LinuxQuestions.org

LinuxQuestions.org (/questions/)
-   Debian (http://www.linuxquestions.org/questions/debian-26/)
-   -   Trying to troubleshoot system (network?) pauses (http://www.linuxquestions.org/questions/debian-26/trying-to-troubleshoot-system-network-pauses-724280/)

emgee3 05-06-2009 09:01 PM

Trying to troubleshoot system (network?) pauses
 
I'm running Debian 5 PPC on a Apple G4 that I'm using as a router. Since I installed it, I have a strange problem where every several minutes (I've seen it between 4 and 6 minutes, but not every 4-6 minutes) the system pauses and doesn't accept any input for a 1-3 minutes. Then it continues on as if nothing happened.

I'm not running X, this is all from the command line. I noticed this once or twice when setting up the system, but didn't think much about it. After I installed the router, it's gotten a bit more annoying, as I ssh to a server behind the router and mid-typing all of a sudden I have to wait.

I suspect it's coming from one network cards based on some google searches I've done, but I can't tell if I'm describing the problem properly.

This is a lcpci that shows the network cards:
Code:

01:02.0 Ethernet controller: VIA Technologies, Inc. VT86C100A [Rhine] (rev 06)
01:03.0 Ethernet controller: Realtek Semiconductor Co., Ltd. RTL-8139/8139C/8139C+ (rev 10)
01:04.0 Ethernet controller: Realtek Semiconductor Co., Ltd. RTL-8139/8139C/8139C+ (rev 10)

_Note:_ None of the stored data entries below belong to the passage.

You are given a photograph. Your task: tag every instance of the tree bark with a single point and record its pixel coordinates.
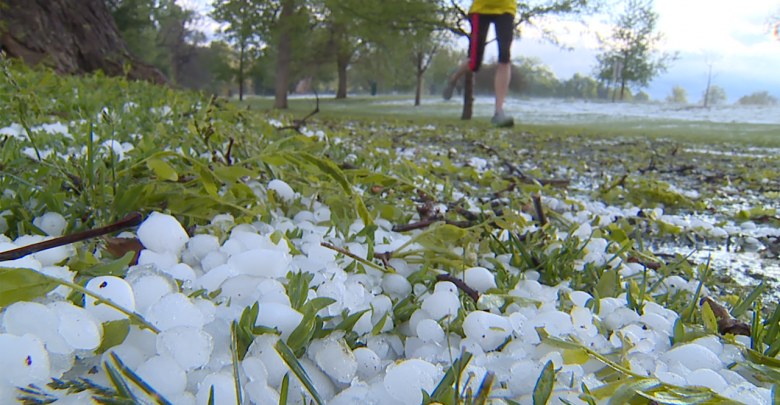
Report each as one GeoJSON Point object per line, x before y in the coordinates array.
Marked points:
{"type": "Point", "coordinates": [468, 96]}
{"type": "Point", "coordinates": [285, 54]}
{"type": "Point", "coordinates": [71, 37]}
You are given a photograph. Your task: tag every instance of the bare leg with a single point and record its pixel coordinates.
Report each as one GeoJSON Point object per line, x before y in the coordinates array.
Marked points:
{"type": "Point", "coordinates": [503, 76]}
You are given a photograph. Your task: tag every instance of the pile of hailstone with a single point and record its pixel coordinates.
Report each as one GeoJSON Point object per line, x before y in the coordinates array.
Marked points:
{"type": "Point", "coordinates": [51, 338]}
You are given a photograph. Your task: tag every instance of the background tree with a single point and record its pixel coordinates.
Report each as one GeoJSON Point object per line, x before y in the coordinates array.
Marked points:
{"type": "Point", "coordinates": [72, 37]}
{"type": "Point", "coordinates": [241, 19]}
{"type": "Point", "coordinates": [758, 98]}
{"type": "Point", "coordinates": [679, 95]}
{"type": "Point", "coordinates": [631, 52]}
{"type": "Point", "coordinates": [714, 95]}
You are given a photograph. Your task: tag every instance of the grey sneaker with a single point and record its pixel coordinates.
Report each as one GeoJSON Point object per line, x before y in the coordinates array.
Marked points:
{"type": "Point", "coordinates": [501, 120]}
{"type": "Point", "coordinates": [449, 90]}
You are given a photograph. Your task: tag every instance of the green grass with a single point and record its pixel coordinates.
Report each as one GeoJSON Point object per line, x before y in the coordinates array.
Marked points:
{"type": "Point", "coordinates": [365, 107]}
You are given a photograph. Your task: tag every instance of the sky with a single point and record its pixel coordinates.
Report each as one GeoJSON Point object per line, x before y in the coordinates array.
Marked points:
{"type": "Point", "coordinates": [732, 34]}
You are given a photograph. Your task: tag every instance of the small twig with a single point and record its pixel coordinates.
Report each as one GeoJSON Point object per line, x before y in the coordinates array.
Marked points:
{"type": "Point", "coordinates": [356, 257]}
{"type": "Point", "coordinates": [129, 221]}
{"type": "Point", "coordinates": [460, 284]}
{"type": "Point", "coordinates": [539, 210]}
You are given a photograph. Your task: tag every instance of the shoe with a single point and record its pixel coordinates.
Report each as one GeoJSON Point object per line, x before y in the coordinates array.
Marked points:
{"type": "Point", "coordinates": [448, 90]}
{"type": "Point", "coordinates": [501, 120]}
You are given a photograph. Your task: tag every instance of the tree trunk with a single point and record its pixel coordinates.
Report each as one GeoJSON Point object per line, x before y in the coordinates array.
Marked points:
{"type": "Point", "coordinates": [342, 61]}
{"type": "Point", "coordinates": [468, 96]}
{"type": "Point", "coordinates": [72, 37]}
{"type": "Point", "coordinates": [285, 54]}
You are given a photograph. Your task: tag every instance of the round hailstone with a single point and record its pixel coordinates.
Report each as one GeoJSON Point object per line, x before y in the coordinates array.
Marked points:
{"type": "Point", "coordinates": [693, 357]}
{"type": "Point", "coordinates": [161, 232]}
{"type": "Point", "coordinates": [369, 364]}
{"type": "Point", "coordinates": [337, 360]}
{"type": "Point", "coordinates": [23, 360]}
{"type": "Point", "coordinates": [279, 316]}
{"type": "Point", "coordinates": [78, 327]}
{"type": "Point", "coordinates": [396, 285]}
{"type": "Point", "coordinates": [224, 389]}
{"type": "Point", "coordinates": [490, 330]}
{"type": "Point", "coordinates": [53, 223]}
{"type": "Point", "coordinates": [441, 304]}
{"type": "Point", "coordinates": [113, 288]}
{"type": "Point", "coordinates": [283, 190]}
{"type": "Point", "coordinates": [190, 347]}
{"type": "Point", "coordinates": [263, 263]}
{"type": "Point", "coordinates": [174, 310]}
{"type": "Point", "coordinates": [164, 375]}
{"type": "Point", "coordinates": [30, 317]}
{"type": "Point", "coordinates": [406, 380]}
{"type": "Point", "coordinates": [480, 279]}
{"type": "Point", "coordinates": [430, 331]}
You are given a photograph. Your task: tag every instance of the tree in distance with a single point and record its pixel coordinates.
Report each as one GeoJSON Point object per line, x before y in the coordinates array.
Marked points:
{"type": "Point", "coordinates": [629, 55]}
{"type": "Point", "coordinates": [679, 95]}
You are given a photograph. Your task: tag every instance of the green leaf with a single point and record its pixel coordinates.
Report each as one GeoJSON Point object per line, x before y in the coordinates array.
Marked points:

I've also checked various log files but I don't see any messages around that time period that are suspicious to me.

I've had this problem in a Vyatta 4 install as well (which is based on Debian Lenny), on completely different hardware, but the same brand network card.

rylan76 05-07-2009 02:41 AM

Ouch - these types of intermittent problems are the hardest to solve.

Have you tried "downing" one or all of the network cards, and then seeing if the problem persists?

(I don't know if it will have any effect - I don't know enough about Linux architecture. Even for a "downed" interface, the drivers and associated software is still present in the kernel... as far as I know.)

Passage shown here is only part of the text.